After Ferguson
In the aftermath of the violence in Ferguson, Missouri, we have the beginnings of a long-overdue national discussion about the militarization of local police forces.
Even Rand Paul has weighed in on this issue in Time: “There is a legitimate role for the police to keep the peace, but there should be a difference between a police response and a military response.” He sees an undo influence of big government, all too eager to weaponise local police. But what is the fundamental difference between the police and the military?
Is it the nature of the weapons they should use? The underlying issues they are there to address? The level of violence they face?
All these are useful questions. But the key point is that whatever force the police use has to be legitimate in the eyes of the public they monitor and guard. Their power, ultimately, is authorized by those who are subject to it. Without that, they lack the essential, effective means they need to do their job. By contrast, the military engages in war with enemies, those who, by definition, do not accept their authority.
When people feel government is legitimate, they may question specific laws, may grumble and contest, but they have a voice in making them and they have redress when wrongly used. Legitimate force helps them feel more secure. To be sure, that doesn’t always work. We all have an anti-authoritarian streak. We enjoy getting away with infractions. But that’s the baseline, the tacit agreement we have with government.
Without legitimate authority, citizens would have to be persuaded in every case to obey the laws, to follow rules. In a legitimate state, they don’t usually stop to think if they will obey. Authoritarian rule, on the other hand, gives them no voice. They obey out of fear. And they fight back, given the chance, in riots, in anonymous acts of sabotage and non-compliance.
Rand rightly calls attention to the fact that the underlying problem in Ferguson is racism: “Given the racial disparities in our criminal justice system, it is impossible for African-Americans not to feel like their government is particularly targeting them.”
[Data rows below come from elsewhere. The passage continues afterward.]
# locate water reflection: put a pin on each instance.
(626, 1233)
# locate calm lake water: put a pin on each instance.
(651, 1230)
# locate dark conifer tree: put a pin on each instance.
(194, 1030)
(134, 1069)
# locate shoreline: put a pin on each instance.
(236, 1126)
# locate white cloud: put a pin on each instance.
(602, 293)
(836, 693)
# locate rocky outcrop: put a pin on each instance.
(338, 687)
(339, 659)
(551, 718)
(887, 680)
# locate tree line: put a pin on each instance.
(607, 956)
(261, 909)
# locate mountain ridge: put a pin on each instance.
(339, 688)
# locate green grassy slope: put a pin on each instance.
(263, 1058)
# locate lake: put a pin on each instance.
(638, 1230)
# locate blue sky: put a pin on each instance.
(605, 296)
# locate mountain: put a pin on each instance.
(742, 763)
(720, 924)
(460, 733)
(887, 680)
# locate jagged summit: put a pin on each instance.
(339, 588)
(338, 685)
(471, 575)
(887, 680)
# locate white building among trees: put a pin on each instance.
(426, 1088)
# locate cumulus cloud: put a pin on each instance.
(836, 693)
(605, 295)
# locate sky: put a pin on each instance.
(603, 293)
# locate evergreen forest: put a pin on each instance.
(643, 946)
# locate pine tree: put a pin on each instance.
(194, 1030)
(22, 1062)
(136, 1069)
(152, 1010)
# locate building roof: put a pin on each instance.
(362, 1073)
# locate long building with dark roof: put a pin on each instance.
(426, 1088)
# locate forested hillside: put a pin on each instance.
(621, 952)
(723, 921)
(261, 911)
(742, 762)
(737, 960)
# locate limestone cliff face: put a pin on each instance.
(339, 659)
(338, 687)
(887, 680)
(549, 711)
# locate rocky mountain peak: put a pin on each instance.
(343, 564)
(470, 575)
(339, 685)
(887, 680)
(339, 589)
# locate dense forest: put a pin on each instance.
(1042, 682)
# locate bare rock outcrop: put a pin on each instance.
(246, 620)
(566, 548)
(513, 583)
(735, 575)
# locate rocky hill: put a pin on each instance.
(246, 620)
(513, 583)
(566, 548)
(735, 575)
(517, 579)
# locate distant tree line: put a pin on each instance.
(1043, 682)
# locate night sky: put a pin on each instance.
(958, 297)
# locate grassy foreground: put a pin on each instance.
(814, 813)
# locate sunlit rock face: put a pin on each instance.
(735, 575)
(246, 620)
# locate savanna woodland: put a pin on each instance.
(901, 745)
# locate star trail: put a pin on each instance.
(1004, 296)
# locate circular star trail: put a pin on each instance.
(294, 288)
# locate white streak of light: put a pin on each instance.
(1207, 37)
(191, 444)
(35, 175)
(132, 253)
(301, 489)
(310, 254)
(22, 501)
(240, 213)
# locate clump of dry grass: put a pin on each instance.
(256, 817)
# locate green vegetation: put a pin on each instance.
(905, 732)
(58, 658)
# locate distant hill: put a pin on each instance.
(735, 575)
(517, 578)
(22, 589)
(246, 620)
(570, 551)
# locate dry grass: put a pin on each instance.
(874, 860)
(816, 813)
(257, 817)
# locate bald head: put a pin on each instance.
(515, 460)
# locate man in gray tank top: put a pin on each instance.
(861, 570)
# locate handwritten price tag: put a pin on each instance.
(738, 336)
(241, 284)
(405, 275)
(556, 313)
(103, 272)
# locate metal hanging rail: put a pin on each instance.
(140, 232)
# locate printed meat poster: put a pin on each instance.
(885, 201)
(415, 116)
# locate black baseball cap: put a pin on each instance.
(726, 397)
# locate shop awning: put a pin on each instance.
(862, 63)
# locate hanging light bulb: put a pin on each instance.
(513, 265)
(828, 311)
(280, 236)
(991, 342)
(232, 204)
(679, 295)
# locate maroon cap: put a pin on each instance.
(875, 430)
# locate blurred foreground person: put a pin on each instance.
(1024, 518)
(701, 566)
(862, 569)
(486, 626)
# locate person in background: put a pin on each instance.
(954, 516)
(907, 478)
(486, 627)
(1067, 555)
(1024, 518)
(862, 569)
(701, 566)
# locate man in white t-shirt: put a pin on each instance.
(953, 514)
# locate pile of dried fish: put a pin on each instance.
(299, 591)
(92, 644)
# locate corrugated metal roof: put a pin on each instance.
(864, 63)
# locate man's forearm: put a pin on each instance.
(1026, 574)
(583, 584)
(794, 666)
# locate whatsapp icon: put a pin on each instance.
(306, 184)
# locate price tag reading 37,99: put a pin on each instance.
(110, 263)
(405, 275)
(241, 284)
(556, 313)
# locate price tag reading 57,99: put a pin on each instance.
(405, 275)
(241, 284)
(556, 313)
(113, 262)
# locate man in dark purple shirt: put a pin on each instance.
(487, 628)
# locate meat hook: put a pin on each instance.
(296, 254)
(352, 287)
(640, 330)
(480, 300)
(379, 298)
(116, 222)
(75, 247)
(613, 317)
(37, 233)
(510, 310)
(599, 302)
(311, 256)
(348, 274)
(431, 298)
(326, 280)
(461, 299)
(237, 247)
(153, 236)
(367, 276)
They riot, in other words, because they have no voice. They do not see the police as legitimate, so much as an occupying army.
But the really interesting point here is that the police seem to think similarly. That’s why they accumulated an arsenal of weapons supplied by the Pentagon, and acted fearfully and brutally. As a result, the imagery and the eye-witness accounts have borne an uncanny resemblance to scenes from Gaza and Aleppo.
I do not think that government is the problem, but government can only be as intelligent and thoughtful as we are. Those who act on its behalf need to more fully grasp the nature of the contract that is the essential basis for their power, not the machine guns and armored vehicles they can deploy to threaten and terrify.